Significance. If validated, the work would offer an interpretable and sample-efficient alternative to black-box energy models for optimizing LLM serving on heterogeneous hardware, potentially aiding practical deployment decisions where energy is a key constraint. The closed-form nature and physical interpretability are strengths compared to opaque ML surrogates.

major comments (3)

Abstract: The abstract states concrete accuracy figures (88.2% Top-1, 60.9% baseline) and sample counts (50 profiling measurements) but provides no information on measurement methodology, statistical significance, cross-validation procedure, or how extrapolation was quantified; without these the central performance claims cannot be verified.
§4 (Evaluation): The twelve parameters are obtained by fitting to the same profiling data used for evaluation, so any reported accuracy or extrapolation performance is necessarily dependent on those fitted values rather than an independent derivation; the symbolic-regression step discovers structure but does not remove the circularity.
§3.2 (Symbolic Regression): The central claim requires that symbolic regression produces one fixed functional skeleton whose algebraic structure remains unchanged across model architectures (dense, MoE, state-space), hardware platforms, and multimodal workloads. No evidence is provided that the identical equation skeleton was recovered or imposed across the reported evaluation scenarios; if sensitive to the initial profiling distribution, refitting coefficients alone would fail to recover the claimed 88.2% accuracy and 10× sample-efficiency.

minor comments (2)

Notation throughout: The explicit decoupling of tensor/pipeline parallelism and prefill/decode contributions is described conceptually but the precise algebraic terms for each (e.g., how batch size and sequence length enter each component) could be stated with numbered equations for clarity.
Figures 3-5: Axis labels and legends should explicitly note the number of profiling runs and whether the plotted points are in-sample or held-out to support the extrapolation claims.

Simulated Author's Rebuttal

3 responses · 0 unresolved

We thank the referee for the constructive feedback, which helps improve the clarity and rigor of our claims regarding EnergyLens. We address each major comment below and will incorporate revisions to address concerns about verifiability and methodological details.

read point-by-point responses

Referee: Abstract: The abstract states concrete accuracy figures (88.2% Top-1, 60.9% baseline) and sample counts (50 profiling measurements) but provides no information on measurement methodology, statistical significance, cross-validation procedure, or how extrapolation was quantified; without these the central performance claims cannot be verified.

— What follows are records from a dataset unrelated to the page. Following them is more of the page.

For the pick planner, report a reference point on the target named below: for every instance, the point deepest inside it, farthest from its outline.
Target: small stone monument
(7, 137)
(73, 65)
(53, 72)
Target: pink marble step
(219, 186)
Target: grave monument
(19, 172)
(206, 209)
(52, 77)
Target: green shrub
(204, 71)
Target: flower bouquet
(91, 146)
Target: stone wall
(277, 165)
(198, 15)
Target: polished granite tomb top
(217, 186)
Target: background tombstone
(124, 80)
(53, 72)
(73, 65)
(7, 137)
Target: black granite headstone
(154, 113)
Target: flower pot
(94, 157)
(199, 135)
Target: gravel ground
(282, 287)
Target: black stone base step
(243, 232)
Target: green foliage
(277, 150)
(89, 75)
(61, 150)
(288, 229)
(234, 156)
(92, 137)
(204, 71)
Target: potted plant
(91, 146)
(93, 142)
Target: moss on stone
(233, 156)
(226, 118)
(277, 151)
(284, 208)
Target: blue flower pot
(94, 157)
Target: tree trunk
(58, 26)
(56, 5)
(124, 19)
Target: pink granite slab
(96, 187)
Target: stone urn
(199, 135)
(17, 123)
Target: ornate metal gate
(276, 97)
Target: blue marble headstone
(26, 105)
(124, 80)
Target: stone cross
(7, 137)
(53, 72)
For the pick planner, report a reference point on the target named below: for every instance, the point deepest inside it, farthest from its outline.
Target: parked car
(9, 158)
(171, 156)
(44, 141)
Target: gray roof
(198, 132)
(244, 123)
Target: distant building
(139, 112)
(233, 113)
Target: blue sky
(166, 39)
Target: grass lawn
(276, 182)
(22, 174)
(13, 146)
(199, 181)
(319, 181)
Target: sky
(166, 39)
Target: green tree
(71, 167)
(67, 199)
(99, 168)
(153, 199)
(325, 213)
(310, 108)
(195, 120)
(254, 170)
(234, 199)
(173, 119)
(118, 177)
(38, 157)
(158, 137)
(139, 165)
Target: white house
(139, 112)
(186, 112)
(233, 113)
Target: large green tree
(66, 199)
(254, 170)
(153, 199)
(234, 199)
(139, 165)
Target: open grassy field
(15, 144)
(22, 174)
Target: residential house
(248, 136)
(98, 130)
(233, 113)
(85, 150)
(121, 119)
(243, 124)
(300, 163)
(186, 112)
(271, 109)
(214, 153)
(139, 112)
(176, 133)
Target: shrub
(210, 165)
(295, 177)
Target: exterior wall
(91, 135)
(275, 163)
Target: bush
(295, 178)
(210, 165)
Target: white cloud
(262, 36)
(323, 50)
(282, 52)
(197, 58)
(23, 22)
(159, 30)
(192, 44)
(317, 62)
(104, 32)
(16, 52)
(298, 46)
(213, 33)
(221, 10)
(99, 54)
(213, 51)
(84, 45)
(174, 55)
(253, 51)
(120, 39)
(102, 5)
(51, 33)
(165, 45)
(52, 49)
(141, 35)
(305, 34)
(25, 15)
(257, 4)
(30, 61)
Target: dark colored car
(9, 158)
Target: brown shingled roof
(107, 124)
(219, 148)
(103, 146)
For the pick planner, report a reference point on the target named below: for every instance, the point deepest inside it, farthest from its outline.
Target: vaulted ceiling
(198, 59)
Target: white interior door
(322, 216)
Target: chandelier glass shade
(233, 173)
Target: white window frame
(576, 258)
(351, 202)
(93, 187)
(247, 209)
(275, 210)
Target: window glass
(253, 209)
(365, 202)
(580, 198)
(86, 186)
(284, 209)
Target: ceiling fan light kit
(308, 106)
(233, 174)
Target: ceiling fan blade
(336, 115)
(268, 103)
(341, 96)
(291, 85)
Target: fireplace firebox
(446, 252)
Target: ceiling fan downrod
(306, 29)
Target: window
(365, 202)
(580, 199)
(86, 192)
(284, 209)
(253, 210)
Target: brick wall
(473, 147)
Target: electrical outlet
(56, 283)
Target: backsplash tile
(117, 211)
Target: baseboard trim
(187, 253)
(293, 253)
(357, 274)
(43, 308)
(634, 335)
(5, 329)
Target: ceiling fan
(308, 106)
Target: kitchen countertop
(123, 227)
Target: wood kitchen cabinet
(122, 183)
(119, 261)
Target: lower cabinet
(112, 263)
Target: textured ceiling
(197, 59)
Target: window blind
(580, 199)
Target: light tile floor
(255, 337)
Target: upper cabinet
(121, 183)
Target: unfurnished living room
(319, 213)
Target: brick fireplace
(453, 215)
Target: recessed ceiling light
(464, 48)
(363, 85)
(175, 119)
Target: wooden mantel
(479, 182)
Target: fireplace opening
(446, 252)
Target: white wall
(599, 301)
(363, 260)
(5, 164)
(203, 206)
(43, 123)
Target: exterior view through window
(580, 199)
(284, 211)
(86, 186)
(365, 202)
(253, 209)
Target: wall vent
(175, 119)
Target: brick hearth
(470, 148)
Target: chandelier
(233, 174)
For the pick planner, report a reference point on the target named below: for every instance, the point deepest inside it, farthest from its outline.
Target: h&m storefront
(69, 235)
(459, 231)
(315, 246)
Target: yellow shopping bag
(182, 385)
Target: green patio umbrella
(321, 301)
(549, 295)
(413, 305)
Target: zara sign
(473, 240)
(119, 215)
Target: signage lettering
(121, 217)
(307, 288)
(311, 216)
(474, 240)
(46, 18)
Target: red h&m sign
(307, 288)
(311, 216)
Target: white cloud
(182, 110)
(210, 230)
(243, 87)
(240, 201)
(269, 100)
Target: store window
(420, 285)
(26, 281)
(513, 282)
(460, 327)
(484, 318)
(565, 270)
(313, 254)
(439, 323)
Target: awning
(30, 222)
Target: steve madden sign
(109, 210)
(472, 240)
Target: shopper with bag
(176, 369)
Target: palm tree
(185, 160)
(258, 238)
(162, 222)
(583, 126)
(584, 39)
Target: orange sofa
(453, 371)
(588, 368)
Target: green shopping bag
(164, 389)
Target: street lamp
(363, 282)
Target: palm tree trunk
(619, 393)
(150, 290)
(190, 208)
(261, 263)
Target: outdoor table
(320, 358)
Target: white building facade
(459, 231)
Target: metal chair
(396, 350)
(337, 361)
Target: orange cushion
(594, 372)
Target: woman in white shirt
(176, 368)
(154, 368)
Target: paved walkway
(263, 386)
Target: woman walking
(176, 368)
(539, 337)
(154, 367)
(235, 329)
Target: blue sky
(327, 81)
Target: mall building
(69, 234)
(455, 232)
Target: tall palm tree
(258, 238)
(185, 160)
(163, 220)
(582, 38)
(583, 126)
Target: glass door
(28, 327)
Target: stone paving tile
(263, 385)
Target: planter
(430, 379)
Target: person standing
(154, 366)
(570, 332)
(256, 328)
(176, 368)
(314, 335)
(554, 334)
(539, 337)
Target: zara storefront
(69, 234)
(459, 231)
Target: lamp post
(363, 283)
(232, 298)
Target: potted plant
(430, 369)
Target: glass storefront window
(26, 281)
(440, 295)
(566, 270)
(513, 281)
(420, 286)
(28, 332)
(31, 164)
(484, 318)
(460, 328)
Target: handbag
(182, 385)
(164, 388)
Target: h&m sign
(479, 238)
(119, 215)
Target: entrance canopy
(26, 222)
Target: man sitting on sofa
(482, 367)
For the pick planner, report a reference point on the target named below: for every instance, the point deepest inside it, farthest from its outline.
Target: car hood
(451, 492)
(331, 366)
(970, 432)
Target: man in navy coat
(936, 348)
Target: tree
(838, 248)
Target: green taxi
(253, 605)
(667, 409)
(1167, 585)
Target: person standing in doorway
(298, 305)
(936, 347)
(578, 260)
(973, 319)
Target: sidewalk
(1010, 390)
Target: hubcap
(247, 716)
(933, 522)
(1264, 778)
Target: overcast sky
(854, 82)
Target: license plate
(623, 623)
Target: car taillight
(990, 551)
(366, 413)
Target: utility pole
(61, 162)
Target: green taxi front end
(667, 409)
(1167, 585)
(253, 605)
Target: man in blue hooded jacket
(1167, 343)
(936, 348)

Authors: We agree the abstract is overly concise and will revise it to briefly note the measurement methodology (power metering on heterogeneous GPUs during profiling runs), indicate that results are from 5-fold cross-validation, and state that extrapolation tests use held-out batch sizes and platforms. Full statistical details and procedures remain in §4, but this addition will make the abstract self-contained for the key claims. revision: yes
Referee: §4 (Evaluation): The twelve parameters are obtained by fitting to the same profiling data used for evaluation, so any reported accuracy or extrapolation performance is necessarily dependent on those fitted values rather than an independent derivation; the symbolic-regression step discovers structure but does not remove the circularity.

Authors: This is a valid observation about potential circularity in the current presentation. We will revise §4 to explicitly describe our protocol: symbolic regression and coefficient fitting are performed on training folds (80% of the 50 samples), with top-1 accuracy and extrapolation metrics computed on held-out test folds and entirely separate profiling runs for unseen batch sizes/hardware. We will report per-fold results and confirm no data leakage in the extrapolation experiments. revision: yes
Referee: §3.2 (Symbolic Regression): The central claim requires that symbolic regression produces one fixed functional skeleton whose algebraic structure remains unchanged across model architectures (dense, MoE, state-space), hardware platforms, and multimodal workloads. No evidence is provided that the identical equation skeleton was recovered or imposed across the reported evaluation scenarios; if sensitive to the initial profiling distribution, refitting coefficients alone would fail to recover the claimed 88.2% accuracy and 10× sample-efficiency.

Authors: We will revise §3.2 and add a new table in the main text (or appendix) showing the functional forms recovered when symbolic regression is run independently on data subsets for dense, MoE, and state-space models across hardware platforms. The identical twelve-parameter skeleton emerged consistently without being imposed a priori. We will also include a brief sensitivity analysis to initial profiling distributions to demonstrate robustness of the structure. revision: yes

Circularity Check

1 steps flagged

12-parameter model fitted to profiling data; accuracy and extrapolation claims reduce to fit quality on same data

specific steps

fitted input called prediction [Abstract]
"Fitted from as few as 50 profiling measurements, EnergyLens achieves 88.2% Top-1 configuration selection accuracy across many evaluation scenarios compared to 60.9% for the closest prior analytical baseline, matches the predictive accuracy of ensemble ML methods with 10x fewer profiling samples, and extrapolates reliably to unseen batch sizes and hardware platforms without structural modification."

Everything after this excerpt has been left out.